そして目にしたのは、生き残りのマネスたちが揃いも揃ってただひとつの場所……避難民と怪我人で溢れかえる中央教会へ向けて歩を進めている光景。マネスの大半は翼を持っており空を飛べるため、移動が速い。というより気付くのに遅れてしまったと言うべきか。目の前の敵を相手しないことには市民が命を落としてしまっていただろう――だからクレイドールに非はないはずなのだが、彼女は後悔せずにはいられなかった。

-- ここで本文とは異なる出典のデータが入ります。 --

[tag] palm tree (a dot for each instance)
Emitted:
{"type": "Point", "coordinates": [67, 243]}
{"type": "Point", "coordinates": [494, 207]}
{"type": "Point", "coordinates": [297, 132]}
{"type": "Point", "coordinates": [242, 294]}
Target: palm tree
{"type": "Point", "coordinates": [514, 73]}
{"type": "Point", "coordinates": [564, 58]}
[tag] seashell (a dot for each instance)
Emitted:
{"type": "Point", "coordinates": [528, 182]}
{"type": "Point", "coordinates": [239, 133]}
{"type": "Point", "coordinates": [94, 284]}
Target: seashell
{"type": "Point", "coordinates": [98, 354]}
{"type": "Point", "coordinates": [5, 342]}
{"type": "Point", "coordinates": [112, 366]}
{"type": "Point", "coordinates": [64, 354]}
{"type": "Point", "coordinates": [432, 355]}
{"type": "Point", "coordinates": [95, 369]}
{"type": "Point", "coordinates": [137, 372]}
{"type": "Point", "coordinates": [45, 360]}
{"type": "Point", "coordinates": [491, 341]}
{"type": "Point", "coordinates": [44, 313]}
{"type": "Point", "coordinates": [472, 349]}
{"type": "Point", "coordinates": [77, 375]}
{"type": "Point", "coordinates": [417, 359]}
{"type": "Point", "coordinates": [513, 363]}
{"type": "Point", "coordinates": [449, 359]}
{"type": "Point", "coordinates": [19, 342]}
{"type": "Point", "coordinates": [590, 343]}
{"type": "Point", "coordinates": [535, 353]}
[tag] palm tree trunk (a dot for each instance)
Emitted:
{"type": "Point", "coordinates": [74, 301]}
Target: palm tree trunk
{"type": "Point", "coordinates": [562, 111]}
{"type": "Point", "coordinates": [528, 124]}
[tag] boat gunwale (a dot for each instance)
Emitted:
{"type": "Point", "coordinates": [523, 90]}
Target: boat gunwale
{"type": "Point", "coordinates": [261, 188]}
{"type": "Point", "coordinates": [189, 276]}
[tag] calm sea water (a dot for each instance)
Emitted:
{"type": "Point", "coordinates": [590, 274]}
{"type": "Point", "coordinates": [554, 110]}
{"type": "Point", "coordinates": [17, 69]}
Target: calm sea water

必要最低限に場を落ち着けたのち、ジャラザや教会を守る冒険者たちの救援に向かおうとしたところ、こちらへ向かってくるナインを見つけたのだ。教会とは反対方向に進もうとしている彼女を見かねて降下したクレイドールは、何故か空を行かない彼女に先の質問をぶつけたのだ。
この選択は結果的に大正解だったと言えるだろう。マネスがどこを狙っているかなど全く考えもしていなかったナインはここで初めて中央教会のピンチを知った。そして今、このオルゴンという小都市において彼女以上の戦力はいないのだ。
「先に行く! クータと一緒に後から来い!」
了解しました、とクレイドールが返事をする前にナインの姿は見えなくなっていた。
クレイドールのハイパーセンサーをもってしても、ナインの本気の急加速の前には何も映してくれないのだ。
◇◇◇
地面を叩き砕くような勢いで教会前の混戦場、その中心地に降り立ったナインは素早く状況を確認した。しかし確認するまでもなかったかもしれない――マネス、マネス、マネス、マネス、マネスマネスマネスマネスマネスマネスマネスマネスマネスマネスマネスマネス。クレイドールの推察通りに街中にいたマネスは今、この場にだけその数を集中させているようだった。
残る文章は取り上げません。